A procuradora-geral adjunta Maria José Morgado defendeu que Portugal tem de reconhecer que “o Estado falhou no seu dever de detetar, prevenir e combater a corrupção”.

Em entrevista à TVI, a procuradora, com mais de quatro décadas de serviço no Ministério Público, salientou que está “há 20 anos” a apelar a uma “abordagem ponderada” à corrupção, fenómeno que em Portugal continua a ter, segundo ela, uma “abordagem sensacionalista”.

“Se Portugal é um país corrupto ou não? Não tem resposta. Se a corrupção atingiu níveis de risco elevados e atravessou setores da atividade política, económica, pública, privada, administrativa, judicial, etc, reconhecidamente agora, ao fim de 20 anos, se reconhece que o Estado falhou no seu dever de detetar, prevenir e combater a corrupção e nós temos de funcionar”, esclareceu Maria José Morgado.

Admitindo que “os níveis e os riscos de corrupção são elevados” em Portugal, a procuradora-geral adjunta salientou que “não há nenhum estudo fiável sobre o grau e o nível de penetração de corrupção nas estruturas do Estado”.

Os próprios critérios da Transparência Internacional, uma entidade “muito responsável”, variam “de país para país”, não permitindo responder “quais são os riscos de corrupção em Portugal”, nem porque “não há planos de gestão de risco”.

Maria José Morgado lamentou ainda que, na justiça portuguesa, “tudo” seja “atirado para os tribunais, para as polícias, para o Ministério Público, para os juízes”, tanto mais que os casos, nesse momento, encontram-se “já numa fase muito avançada”.

“Continuamos nos cuidados intensivos”, alertou a procuradora, deixando questões em aberto para reflexão: “Porque é que a prevenção não funciona? Porque é que não agimos de forma a prevenir os contextos que criam um plano inclinado que leva à corrupção?”.
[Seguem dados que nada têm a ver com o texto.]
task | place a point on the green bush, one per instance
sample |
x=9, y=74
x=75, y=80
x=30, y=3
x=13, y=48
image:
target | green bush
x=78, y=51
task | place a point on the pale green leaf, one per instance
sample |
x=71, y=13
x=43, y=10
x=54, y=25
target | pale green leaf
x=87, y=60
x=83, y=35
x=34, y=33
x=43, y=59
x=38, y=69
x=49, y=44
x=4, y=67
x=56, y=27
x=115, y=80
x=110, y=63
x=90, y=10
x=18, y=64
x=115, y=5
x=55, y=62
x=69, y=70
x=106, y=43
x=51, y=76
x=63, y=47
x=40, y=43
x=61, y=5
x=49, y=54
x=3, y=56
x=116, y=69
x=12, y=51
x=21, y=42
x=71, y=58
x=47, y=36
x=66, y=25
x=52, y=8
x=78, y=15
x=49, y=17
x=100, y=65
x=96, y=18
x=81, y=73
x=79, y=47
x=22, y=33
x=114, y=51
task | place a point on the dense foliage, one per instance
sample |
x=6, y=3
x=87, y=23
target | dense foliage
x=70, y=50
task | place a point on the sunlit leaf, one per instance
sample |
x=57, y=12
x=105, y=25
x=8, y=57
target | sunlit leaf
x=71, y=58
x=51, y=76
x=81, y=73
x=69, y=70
A corrupção “é um fenómeno abrangente” e tem de ser tratada “de forma integrada e ponderada”, insistiu.

“A corrupção é como o pó nas nossas casas. Se não limparmos todos os dias, temos sempre pó. O pior que se pode fazer é a abordagem mediatico-sensacionalista porque entramos numa bola incandescente”, considerou ainda a procuradora-geral adjunta.
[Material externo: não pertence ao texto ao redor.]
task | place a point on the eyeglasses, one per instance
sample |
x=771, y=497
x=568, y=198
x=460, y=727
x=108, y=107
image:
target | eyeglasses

“O pior que pode acontecer”, para o Ministério Público, são os “julgamentos na praça pública”, dado que prejudicam a produção da prova a equidade do julgamento.

“A última coisa que o Ministério Público quer é este tipo de espectáculo”, garantiu Maria José Morgado.

Nos crimes económicos, a prova é mais difícil de produzir, tanto mais que em Portugal não se aplica a delação premiada.

“Não temos a faca com sangue, não temos a pistola fumegante, normalmente não temos confissões, nem testemunhas”, realçou.

Pessoalmente, a procuradora é “a favor” das sentenças negociadas, da dispensa de pena e até do arquivamento do processo em sede de inquérito “se a pessoa prestar informações de boa-fé com base em suspeitas razoáveis que venham a produzir prova válida”.

“Ninguém é condenado com uma denúncia anónima. Tem de haver provas e essas provas têm de ser trazidas por quem conhece por dentro a organização, a prática dos crimes ou as redes”, concluiu.